An April 29 editorial in the Houston Chronicle applies this principle from a different perspective. The title is “In Child Trafficking Cases, Place Blame on Buyers.” While this editorial indirectly suggests penalizing those on the demand side, the intended result is the same: to make it unprofitable to supply a product.
We can apply this principle to most of the major social problems that plague society. Consider pornography, made worse in the last decade by emerging and growing technologies that make this one of the most lucrative industries on the internet. It’s profitable because of the demand for commercial sex.
Drug trafficking is a similar problem, profitable only because of demand. Any war on the supply side of the illegal drug trade is a failure before it starts. Everyone in the supply chain has at least one other person ready to take over when the position is vacated either by arrest or by death. (Actually, death typically follows arrest. The procedure is to bring cash to make bail, kill the released prisoner, present the death certificate, and recover the bail money.) Nonetheless, someone is always willing to take the risk in return for the potential reward.
Several years ago the “Just Say No” program was instituted, and immediately the program and its champions became a laughing stock. America’s youth had nothing but contempt for the program, making it a laughing stock. Since that time it has become common knowledge that the program was only an attempt to appear interested in slowing the drug trade.
The April 29 editorial brought out a concept well known in our national and state capitols. The problem goes deeper than ignorance. It reaches into the pocketbooks and addictions of those in the highest levels of government. We’ve all read reports of cases exposing government officials who pay for sex with children, legislators being treated for drug abuse, and high-level officials viewing and downloading pornography from the internet onto government computers.
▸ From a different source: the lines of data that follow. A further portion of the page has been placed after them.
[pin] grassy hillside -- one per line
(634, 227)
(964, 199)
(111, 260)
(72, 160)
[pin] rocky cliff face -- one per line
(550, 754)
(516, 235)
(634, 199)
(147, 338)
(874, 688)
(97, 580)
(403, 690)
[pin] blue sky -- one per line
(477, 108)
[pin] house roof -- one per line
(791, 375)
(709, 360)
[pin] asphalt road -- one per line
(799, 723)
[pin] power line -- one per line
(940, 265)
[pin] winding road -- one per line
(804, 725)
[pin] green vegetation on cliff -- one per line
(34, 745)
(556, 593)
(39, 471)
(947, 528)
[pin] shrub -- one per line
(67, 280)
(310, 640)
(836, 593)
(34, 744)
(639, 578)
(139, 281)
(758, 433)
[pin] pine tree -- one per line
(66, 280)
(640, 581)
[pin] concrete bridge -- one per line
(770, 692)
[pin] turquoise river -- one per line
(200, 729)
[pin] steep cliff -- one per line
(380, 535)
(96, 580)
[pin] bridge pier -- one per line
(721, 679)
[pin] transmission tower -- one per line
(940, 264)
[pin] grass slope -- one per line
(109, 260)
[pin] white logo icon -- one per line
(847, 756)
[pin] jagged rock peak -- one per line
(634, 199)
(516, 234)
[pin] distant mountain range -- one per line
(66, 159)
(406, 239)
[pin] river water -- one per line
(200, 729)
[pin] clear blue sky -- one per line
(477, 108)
The legislators and our chief law enforcers for one reason or another are inadequate to address the demand side of illegal trafficking. The court systems are also of little help, since their only concern is with the law. Such high-sounding terms as morality, ethics, and justice are irrelevant unless they are happy by-products of following the law.
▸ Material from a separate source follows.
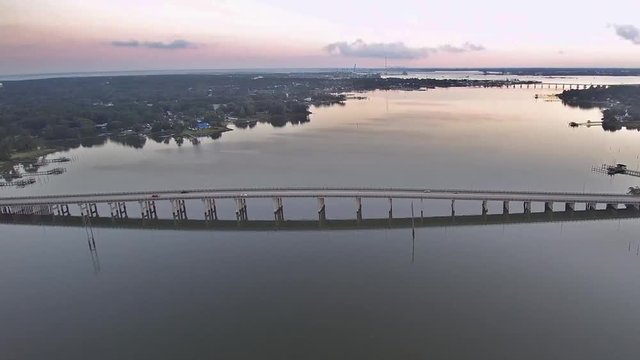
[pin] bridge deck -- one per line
(602, 198)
The demand side of much illegal trafficking must first be addressed in the home.
In the case of child trafficking, the issue needs to begin with sexual abuse in all of its dimensions. Diane Cranley, the founder of TAALK (“Talk About Abuse to Liberate Kids”) has set up taalk.org to help in the efforts to educate children effectively. Her premise is to break the silence that surrounds child sexual abuse, promoting early exposure and creating a safe home environment for open dialogue between parent and child. Age-appropriate sharing can go far in the inoculation of children against all forms of sexual abuse, from inappropriate contact by predators to avoiding abduction and later even becoming a customer of the sex trade.
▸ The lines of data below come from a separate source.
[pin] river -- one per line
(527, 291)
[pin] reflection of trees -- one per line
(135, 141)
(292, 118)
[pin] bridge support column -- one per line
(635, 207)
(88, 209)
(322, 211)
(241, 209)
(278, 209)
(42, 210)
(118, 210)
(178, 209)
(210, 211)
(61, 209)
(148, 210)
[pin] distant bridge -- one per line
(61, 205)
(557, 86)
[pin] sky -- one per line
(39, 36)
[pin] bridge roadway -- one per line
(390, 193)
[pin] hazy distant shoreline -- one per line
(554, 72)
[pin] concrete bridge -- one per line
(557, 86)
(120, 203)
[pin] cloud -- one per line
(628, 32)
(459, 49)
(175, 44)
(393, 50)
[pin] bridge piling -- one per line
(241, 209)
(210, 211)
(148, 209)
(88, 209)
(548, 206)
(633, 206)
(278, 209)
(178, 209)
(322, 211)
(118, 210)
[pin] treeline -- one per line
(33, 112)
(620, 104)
These principles are portable; that is, they can apply to drug consumption as well. Just as parents can tell their children that there are good and bad touches, parents can tell their children that there good and bad medicines. Just as parents can tell their children that some people try to touch them in bad ways, parents can tell their children that some people try to give them bad medicines.
The principle of supply and demand is more powerful than any legislation ever passed in the capitals of the states and our nation. Obstacles remain to the effective use of these principles in the areas of human and drug trafficking, undeniably. But it is possible to make strides in overcoming these obstacles only if we will start. The time to make that start is now.